Durham Police 'failed to help' Leonard McCourt
- 1 November 2012
- From the section Tyne & Wear
Durham Police made a "catalogue of failures" over the death of a man in custody, the Independent Police Complaints Commission (IPCC) said.
Leonard McCourt, 44, died at Peterlee police station an hour after being arrested in Seaham in September 2010.
The IPCC found officers failed to provide adequate first aid and monitor him during the journey to the station.
Durham Police said it would start misconduct procedures for those involved.
On September 11, 2010, Durham Police officers responded to a 999 call from a house in Seaham, but left after concluding the situation had calmed.
Mr McCourt, who had been in the house, followed the officers out and an altercation took place where pepper spray was used on him twice.

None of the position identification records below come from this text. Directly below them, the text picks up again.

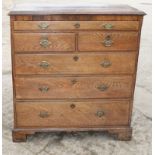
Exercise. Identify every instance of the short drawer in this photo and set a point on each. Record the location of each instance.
(72, 114)
(75, 25)
(99, 63)
(36, 42)
(107, 41)
(73, 87)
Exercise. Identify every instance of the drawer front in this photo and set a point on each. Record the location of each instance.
(76, 25)
(35, 42)
(73, 87)
(106, 41)
(72, 114)
(106, 63)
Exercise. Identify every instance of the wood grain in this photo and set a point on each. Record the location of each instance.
(73, 87)
(62, 114)
(27, 42)
(59, 64)
(93, 41)
(48, 9)
(70, 25)
(73, 81)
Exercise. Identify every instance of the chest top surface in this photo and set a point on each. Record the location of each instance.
(48, 9)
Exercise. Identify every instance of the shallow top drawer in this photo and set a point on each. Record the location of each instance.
(73, 25)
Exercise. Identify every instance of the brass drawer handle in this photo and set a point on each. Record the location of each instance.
(44, 114)
(100, 113)
(44, 64)
(44, 89)
(107, 41)
(72, 106)
(106, 63)
(43, 26)
(74, 81)
(102, 87)
(44, 42)
(108, 26)
(76, 58)
(77, 25)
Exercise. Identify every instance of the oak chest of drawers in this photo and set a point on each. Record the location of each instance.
(74, 68)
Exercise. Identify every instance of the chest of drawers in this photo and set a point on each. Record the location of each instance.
(74, 68)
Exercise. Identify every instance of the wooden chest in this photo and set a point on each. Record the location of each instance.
(74, 68)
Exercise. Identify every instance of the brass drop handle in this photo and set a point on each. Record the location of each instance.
(77, 25)
(100, 113)
(102, 87)
(107, 42)
(106, 63)
(43, 26)
(44, 89)
(76, 58)
(74, 81)
(44, 42)
(108, 26)
(72, 106)
(44, 64)
(43, 114)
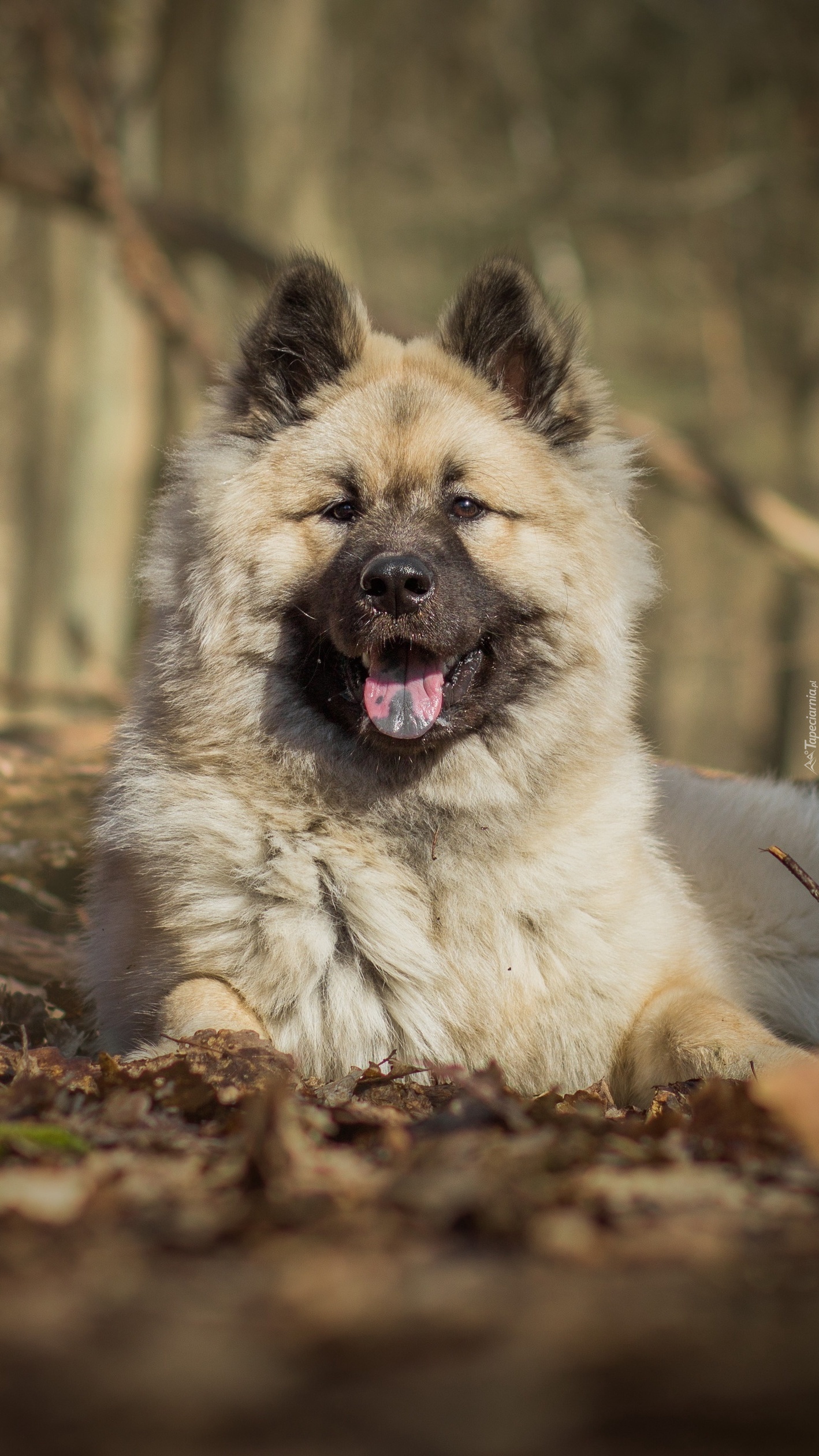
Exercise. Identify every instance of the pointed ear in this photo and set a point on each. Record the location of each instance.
(502, 326)
(309, 332)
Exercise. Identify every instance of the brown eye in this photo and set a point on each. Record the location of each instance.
(464, 508)
(343, 511)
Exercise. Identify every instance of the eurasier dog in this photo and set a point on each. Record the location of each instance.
(380, 785)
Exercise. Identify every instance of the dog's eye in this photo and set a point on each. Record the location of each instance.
(344, 511)
(464, 508)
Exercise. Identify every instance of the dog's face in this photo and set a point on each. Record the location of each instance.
(412, 519)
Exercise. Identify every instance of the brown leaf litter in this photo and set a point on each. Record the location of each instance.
(204, 1253)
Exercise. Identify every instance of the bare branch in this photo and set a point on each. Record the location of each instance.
(769, 513)
(175, 225)
(795, 868)
(143, 261)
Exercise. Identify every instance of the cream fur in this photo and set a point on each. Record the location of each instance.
(243, 841)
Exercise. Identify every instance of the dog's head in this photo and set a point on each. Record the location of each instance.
(435, 529)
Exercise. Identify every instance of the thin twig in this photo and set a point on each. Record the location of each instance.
(143, 261)
(796, 870)
(175, 225)
(769, 513)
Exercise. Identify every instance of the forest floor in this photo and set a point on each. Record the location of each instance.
(204, 1254)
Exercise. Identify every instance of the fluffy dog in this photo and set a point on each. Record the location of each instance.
(380, 787)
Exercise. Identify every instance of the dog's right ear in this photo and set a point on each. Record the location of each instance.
(309, 332)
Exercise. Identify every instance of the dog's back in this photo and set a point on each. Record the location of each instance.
(717, 827)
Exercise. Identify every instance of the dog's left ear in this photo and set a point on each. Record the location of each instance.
(502, 326)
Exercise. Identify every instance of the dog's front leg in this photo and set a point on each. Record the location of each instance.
(201, 1004)
(687, 1031)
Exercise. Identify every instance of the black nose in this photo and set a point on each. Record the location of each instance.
(397, 584)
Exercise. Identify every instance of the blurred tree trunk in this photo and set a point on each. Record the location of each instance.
(79, 432)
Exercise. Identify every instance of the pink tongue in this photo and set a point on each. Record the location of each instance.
(405, 690)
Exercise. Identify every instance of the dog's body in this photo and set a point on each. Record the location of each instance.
(380, 788)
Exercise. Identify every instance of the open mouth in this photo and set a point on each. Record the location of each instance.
(408, 689)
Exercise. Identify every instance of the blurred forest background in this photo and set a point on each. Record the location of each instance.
(657, 162)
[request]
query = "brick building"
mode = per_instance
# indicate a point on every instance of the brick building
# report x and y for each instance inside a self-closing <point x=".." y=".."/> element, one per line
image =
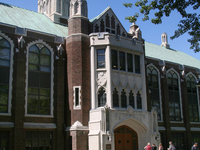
<point x="67" y="82"/>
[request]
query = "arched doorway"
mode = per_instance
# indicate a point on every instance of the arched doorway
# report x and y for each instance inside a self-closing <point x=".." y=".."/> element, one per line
<point x="125" y="138"/>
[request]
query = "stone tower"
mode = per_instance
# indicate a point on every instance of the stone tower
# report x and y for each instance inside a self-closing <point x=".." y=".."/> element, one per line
<point x="78" y="74"/>
<point x="56" y="10"/>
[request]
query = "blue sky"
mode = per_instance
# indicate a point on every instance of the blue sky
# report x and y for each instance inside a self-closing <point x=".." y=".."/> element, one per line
<point x="150" y="32"/>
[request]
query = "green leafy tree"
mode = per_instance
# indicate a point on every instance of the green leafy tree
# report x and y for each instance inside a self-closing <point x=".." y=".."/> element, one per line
<point x="190" y="22"/>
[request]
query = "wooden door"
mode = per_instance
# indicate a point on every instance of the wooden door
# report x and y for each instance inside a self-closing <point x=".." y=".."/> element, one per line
<point x="125" y="139"/>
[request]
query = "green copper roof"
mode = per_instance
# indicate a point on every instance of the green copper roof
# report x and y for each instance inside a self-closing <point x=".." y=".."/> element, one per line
<point x="23" y="18"/>
<point x="101" y="14"/>
<point x="170" y="55"/>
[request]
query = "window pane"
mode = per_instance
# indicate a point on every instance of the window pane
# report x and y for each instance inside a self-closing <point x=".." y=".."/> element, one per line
<point x="34" y="49"/>
<point x="100" y="58"/>
<point x="4" y="42"/>
<point x="44" y="101"/>
<point x="137" y="64"/>
<point x="114" y="59"/>
<point x="45" y="69"/>
<point x="34" y="67"/>
<point x="4" y="75"/>
<point x="45" y="60"/>
<point x="4" y="53"/>
<point x="122" y="61"/>
<point x="45" y="51"/>
<point x="34" y="58"/>
<point x="130" y="62"/>
<point x="45" y="92"/>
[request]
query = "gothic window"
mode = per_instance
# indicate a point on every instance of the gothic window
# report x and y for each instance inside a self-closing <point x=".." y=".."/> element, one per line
<point x="118" y="30"/>
<point x="113" y="22"/>
<point x="114" y="59"/>
<point x="115" y="98"/>
<point x="101" y="97"/>
<point x="139" y="101"/>
<point x="4" y="140"/>
<point x="131" y="99"/>
<point x="122" y="61"/>
<point x="76" y="8"/>
<point x="5" y="54"/>
<point x="192" y="99"/>
<point x="59" y="4"/>
<point x="174" y="99"/>
<point x="84" y="8"/>
<point x="36" y="140"/>
<point x="96" y="28"/>
<point x="154" y="88"/>
<point x="101" y="58"/>
<point x="77" y="97"/>
<point x="39" y="80"/>
<point x="107" y="21"/>
<point x="130" y="62"/>
<point x="102" y="26"/>
<point x="137" y="64"/>
<point x="123" y="99"/>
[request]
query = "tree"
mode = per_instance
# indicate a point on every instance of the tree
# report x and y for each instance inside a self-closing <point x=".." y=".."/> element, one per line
<point x="190" y="22"/>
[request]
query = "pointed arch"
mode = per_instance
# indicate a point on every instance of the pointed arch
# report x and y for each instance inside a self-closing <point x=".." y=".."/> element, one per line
<point x="193" y="97"/>
<point x="102" y="97"/>
<point x="46" y="70"/>
<point x="153" y="74"/>
<point x="6" y="70"/>
<point x="174" y="92"/>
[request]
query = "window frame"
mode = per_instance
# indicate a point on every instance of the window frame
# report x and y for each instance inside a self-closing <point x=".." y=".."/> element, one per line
<point x="10" y="74"/>
<point x="159" y="88"/>
<point x="190" y="73"/>
<point x="77" y="107"/>
<point x="180" y="98"/>
<point x="51" y="115"/>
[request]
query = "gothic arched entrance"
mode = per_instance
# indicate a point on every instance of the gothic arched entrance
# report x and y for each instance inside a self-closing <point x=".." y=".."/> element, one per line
<point x="125" y="138"/>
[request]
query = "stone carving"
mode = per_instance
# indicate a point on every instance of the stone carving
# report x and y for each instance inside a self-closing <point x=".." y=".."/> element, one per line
<point x="101" y="78"/>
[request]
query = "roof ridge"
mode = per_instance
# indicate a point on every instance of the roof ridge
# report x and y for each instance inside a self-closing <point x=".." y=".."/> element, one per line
<point x="98" y="16"/>
<point x="9" y="5"/>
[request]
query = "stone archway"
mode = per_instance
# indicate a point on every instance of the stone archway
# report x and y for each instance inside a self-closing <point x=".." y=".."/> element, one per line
<point x="125" y="138"/>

He was then taken to Peterlee police station but on arrival was found to have collapsed and was pronounced dead at the scene by ambulance staff.
In its report, the IPCC concerns about the actions of four officers - a sergeant, two PCs and a special constable - included failing to provide adequate first aid and failing to monitor Mr McCourt during the journey to Peterlee police station.
It also said an officer failed to inform Mr McCourt as to why he had been arrested and did not provide reassurance after the use of pepper spray.
The IPCC independently investigated the incident and said no basic checks were undertaken for more than a minute, at which point Mr McCourt was lying on the floor, CPR was not attempted for about nine minutes and, when it was, it was not done in accordance with training.
IPCC Commissioner Nicholas Long said: "The arrest and use of incapacitant spray appears to have been fully justified.
"However, after that there was a catalogue of failures in the care afforded to Mr McCourt."
An inquest concluded on Wednesday with a verdict of misadventure.
In January, the Crown Prosecution Service decided there was insufficient evidence to bring criminal charges over the case.
Durham Police said it accepted the findings of the inquest and said it would "move towards misconduct procedures for the members of staff principally involved".